Australia faces extreme weather

Bushfires, hail, dust storms... In a matter of weeks, Australia's weather has gone wild.

Global Extreme Weather

“While the types of weather events and the resulting destruction can be similar, the way they develop couldn’t be more opposite, clearly a reflection of the geography. Here in the U.S., severe weather season is easily identifiable, peaking during the spring and early summer with an increase in tornados, large hail and damaging winds, with the strongest impact across the Great Plains and Midwest. However, in Australia, adverse weather takes many different forms and the types of severe weather typically experienced is influenced by very different geography and regional climate drivers,” Jim Foerster from Forbes explains.

Trouble down under

In barely two months, Australia has experienced one weather extreme after another. From drought to massive bushfires to hailstorms and dust storms. 2019 was Australia's hottest and driest year on record, creating perfect conditions for drought and fire. Then two severe thunderstorms hit the southeast coast in January, bringing hail and rain. It turned into weather whiplash: topsoil was often too dry to absorb the massive precipitation. Then, violent wind from the storms whipped up giant dust clouds. Sudden weather shifts are common in Australia, but meteorologists warn that climate change is making these extremes worse than ever.

Severe weather in the past

2018 was also a record-breaking hot year for Australia.
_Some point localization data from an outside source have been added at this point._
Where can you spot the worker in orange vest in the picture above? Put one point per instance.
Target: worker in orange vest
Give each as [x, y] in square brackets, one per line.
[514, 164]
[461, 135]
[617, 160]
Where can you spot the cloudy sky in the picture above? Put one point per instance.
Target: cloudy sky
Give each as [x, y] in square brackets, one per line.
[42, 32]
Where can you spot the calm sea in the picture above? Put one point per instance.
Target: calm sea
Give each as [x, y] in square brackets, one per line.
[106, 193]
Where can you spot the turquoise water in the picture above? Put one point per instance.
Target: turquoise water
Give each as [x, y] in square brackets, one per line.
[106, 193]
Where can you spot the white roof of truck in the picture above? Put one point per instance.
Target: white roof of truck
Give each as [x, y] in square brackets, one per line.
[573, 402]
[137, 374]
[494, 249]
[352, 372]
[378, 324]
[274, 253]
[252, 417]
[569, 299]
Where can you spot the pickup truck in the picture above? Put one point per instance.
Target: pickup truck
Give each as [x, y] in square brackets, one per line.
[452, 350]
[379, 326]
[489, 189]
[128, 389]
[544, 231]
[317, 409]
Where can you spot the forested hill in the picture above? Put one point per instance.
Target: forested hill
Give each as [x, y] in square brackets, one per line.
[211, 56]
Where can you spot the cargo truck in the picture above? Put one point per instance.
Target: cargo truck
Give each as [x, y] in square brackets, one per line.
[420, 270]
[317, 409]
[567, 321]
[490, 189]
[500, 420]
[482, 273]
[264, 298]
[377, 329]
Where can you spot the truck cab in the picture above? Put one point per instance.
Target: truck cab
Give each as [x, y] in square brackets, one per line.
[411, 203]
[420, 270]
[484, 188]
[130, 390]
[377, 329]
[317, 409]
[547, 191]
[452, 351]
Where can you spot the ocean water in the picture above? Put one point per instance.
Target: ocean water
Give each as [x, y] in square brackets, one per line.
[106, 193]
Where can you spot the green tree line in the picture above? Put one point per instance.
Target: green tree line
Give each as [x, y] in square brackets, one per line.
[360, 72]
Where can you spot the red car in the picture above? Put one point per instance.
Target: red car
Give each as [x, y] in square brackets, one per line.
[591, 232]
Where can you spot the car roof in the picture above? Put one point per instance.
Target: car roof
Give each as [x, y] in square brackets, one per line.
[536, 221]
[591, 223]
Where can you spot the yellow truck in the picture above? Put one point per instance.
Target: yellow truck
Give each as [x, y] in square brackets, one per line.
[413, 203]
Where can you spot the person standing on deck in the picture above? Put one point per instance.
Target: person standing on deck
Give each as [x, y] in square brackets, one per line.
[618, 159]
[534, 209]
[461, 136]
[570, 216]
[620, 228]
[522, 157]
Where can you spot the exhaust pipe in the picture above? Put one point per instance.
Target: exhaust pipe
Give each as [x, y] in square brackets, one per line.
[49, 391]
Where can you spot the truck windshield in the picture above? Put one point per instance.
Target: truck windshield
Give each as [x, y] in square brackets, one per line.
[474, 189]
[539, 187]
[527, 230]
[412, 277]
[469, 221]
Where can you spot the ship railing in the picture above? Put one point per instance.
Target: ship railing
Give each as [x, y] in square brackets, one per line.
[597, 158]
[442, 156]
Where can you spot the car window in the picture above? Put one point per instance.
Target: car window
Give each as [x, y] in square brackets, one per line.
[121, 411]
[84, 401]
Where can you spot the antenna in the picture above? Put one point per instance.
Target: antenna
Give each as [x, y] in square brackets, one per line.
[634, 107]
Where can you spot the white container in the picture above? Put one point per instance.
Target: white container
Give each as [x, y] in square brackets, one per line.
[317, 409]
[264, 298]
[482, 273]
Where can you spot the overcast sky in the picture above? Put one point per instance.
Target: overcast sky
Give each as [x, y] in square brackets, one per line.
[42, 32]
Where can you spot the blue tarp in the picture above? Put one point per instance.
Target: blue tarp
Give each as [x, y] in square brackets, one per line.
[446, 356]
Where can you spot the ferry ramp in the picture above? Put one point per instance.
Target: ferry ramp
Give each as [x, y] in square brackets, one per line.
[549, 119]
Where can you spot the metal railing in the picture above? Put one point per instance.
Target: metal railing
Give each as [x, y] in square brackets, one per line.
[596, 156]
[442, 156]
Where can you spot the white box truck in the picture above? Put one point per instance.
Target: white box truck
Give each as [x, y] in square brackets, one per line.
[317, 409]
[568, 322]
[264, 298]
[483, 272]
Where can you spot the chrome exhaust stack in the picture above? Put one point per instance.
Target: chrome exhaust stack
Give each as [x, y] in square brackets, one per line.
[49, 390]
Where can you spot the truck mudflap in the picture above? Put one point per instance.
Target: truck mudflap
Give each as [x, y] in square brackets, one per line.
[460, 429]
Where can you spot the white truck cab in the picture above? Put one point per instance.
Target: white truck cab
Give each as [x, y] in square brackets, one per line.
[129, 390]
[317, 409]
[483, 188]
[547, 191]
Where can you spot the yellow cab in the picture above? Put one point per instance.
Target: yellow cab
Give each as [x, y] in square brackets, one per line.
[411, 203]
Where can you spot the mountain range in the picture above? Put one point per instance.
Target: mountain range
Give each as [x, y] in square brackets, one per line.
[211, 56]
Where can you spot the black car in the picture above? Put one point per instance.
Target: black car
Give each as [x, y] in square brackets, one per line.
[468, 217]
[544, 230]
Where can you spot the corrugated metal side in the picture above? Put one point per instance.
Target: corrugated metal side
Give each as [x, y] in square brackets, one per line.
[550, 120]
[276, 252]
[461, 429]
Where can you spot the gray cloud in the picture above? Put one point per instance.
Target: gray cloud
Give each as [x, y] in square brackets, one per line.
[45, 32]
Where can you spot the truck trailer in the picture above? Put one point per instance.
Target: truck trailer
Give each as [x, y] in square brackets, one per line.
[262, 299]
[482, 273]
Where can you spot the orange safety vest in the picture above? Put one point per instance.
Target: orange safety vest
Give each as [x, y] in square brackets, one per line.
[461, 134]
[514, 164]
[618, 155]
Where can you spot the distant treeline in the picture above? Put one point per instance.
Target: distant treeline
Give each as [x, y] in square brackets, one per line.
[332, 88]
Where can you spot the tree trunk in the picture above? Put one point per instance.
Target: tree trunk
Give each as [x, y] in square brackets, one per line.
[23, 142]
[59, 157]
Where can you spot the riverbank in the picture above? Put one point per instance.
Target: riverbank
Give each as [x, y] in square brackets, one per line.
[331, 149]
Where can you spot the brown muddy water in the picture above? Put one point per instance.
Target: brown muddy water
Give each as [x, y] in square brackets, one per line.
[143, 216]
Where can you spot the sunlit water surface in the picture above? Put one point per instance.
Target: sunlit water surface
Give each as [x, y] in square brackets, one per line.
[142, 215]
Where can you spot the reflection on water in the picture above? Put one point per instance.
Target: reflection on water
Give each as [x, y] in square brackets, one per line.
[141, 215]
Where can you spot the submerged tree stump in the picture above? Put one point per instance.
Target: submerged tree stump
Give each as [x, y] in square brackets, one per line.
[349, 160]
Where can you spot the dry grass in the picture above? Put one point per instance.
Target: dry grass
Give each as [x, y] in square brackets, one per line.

Again, the extreme weather is fueled by climate change and is occurring in an atmosphere that contains more energy than it did fifty years ago. “Globally, in 2018 the United States was plagued by a series of intense hurricanes in the southeast and record-breaking wildfires in California, severe drought created a crisis for Cape Town’s water security, the Nordic region was hit with extreme heat in Norway and Finland and fires in Sweden, and a series of extreme weather events brought both extreme heat and extensive flooding to many parts of Japan,” the Climate Council reported. In order to reduce the severity and frequency of extreme weather in Australia, there needs to be an effective national climate policy that can drastically cut down greenhouse gas pollution as part of a global effort. The Climate Council continues, “To do our fair share of meeting the Paris climate target, Australia’s greenhouse gas pollution levels must be reduced by 45-65 percent below 2005 levels by 2030, as recommended by the Climate Change Authority in 2015… Australia is currently not on track to meet its much weaker 2030 target of 26-28 percent reduction in greenhouse gas pollution below 2005 levels.”